Even if you don’t want help picking investments, an advisor can help lower your tax burden, create a comprehensive financial plan for you, maximize your Social Security, and make sure you’re on the right track. They can also be there if, one day, you’re not.
Please carefully review the methodologies employed in the Vanguard white paper, “Putting a value on your value: Quantifying Vanguard Advisor’s Alpha.”
2. You need to diversify
If a large part of your savings is in the stock market — as it should be — you’re well aware that what goes up can also go down. You can’t control the market, but you can hedge against uncertainty by having other forms of wealth.
One of the best ways to protect your savings is diversification. Keep money in different types of investments, ideally ones that go up when others are going down. For example, stocks tend to do poorly when inflation and interest rates are rising and there’s political turmoil brewing.
But there’s one investment that thrives in this scenario: gold.
Be careful who you deal with, though. Lots of companies in the gold business are pretty shady and won’t hesitate to sell you gold and silver at vastly inflated prices.
Goldco, on the other hand, has an A+ rating from the Better Business Bureau, an AAA rating from Business Consumer Alliance, and 4.8 to 5 stars on Trustpilot, TrustLink, Google reviews and ConsumerAffairs. They offer just about everything, from precious-metal IRAs to gold coins and gold bars.
You’ll even receive up to $10,000 in free silver on qualified purchases. If you’ve ever thought about investing in gold, why not take a look?
3. Health coverage isn’t enough
According to the U.S. Department of Health and Human Services, 7 in 10 people who turn 65 today will probably need some kind of long-term care.
“But won’t Medicare take care of all that?” Nope. Medicare doesn’t cover long-term custodial care — and paying for it out of pocket could take a huge chunk of your retirement savings. That, plus inflation, could scramble any nest egg.
Solution? Long-term care insurance.
One place to find it is GoldenCare. (Unless you live in the four states where GoldenCare doesn’t operate: Alaska, Florida, Hawaii and Washington.)
At least check it out and see if it’s a fit. Because a little planning today could mean a far more secure tomorrow.
4. Insure against big bills
Home repairs aren’t cheap. Whether it’s a leaky roof or a broken appliance, your castle can quickly crumble and cost you hundreds, or even thousands.
Unless, that is, a home warranty company has your back. Example?
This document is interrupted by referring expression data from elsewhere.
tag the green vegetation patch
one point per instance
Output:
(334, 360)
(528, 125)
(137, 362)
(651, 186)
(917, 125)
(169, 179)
First American will protect you from giant bills by covering everything from home appliances to electrical, plumbing, heating and cooling systems — even pools and spa equipment.
They also allow you to customize your plan, so you only pay for what you need.
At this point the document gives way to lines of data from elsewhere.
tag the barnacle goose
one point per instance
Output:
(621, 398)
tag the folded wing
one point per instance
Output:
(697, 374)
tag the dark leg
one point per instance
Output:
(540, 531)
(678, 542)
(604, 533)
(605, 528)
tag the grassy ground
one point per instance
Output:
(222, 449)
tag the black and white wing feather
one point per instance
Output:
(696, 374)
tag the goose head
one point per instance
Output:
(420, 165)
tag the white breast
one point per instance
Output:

When something goes wrong, call First American, day or night. The company has a network of pre-screened technicians and typically dispatches an independent contractor within 48 hours.
Hey, if you’re handy and like to repair stuff yourself, that’s obviously the cheapest route. But if that’s not you, a penny spent now could save you big bucks later.
5. Create your own private pension
You’ve spent years maintaining and building equity in your home. Now it’s time for your home to pay you back.
A reverse mortgage is an insured loan that lets homeowners 62 and older convert their home equity into cash, but without selling the home. Take the money however you’d like: monthly, lump sum or line of credit. Use it however you’d like: home repairs, bills, traveling or simply living a better life.
Your home remains yours. You hold the title until you die or choose to move elsewhere, provided you maintain the home. When you leave the house, the loan is repaid.
A reverse mortgage can make a huge difference in your quality of life. But they’re not for everyone, so it’s important to get more information. Also important: not all lenders are equal. Be careful who you deal with.
One lender that’s highly rated and happy to answer questions is Longbridge Financial. They’ve earned 4.9 of a possible 5 stars from Trustpilot and ConsumersAdvocate.org said, “By far the best online experience and tools among all the reverse mortgage lenders we reviewed.”
If you’re 62 or over and have equity in your home, it’s time to at least need to see what your options are.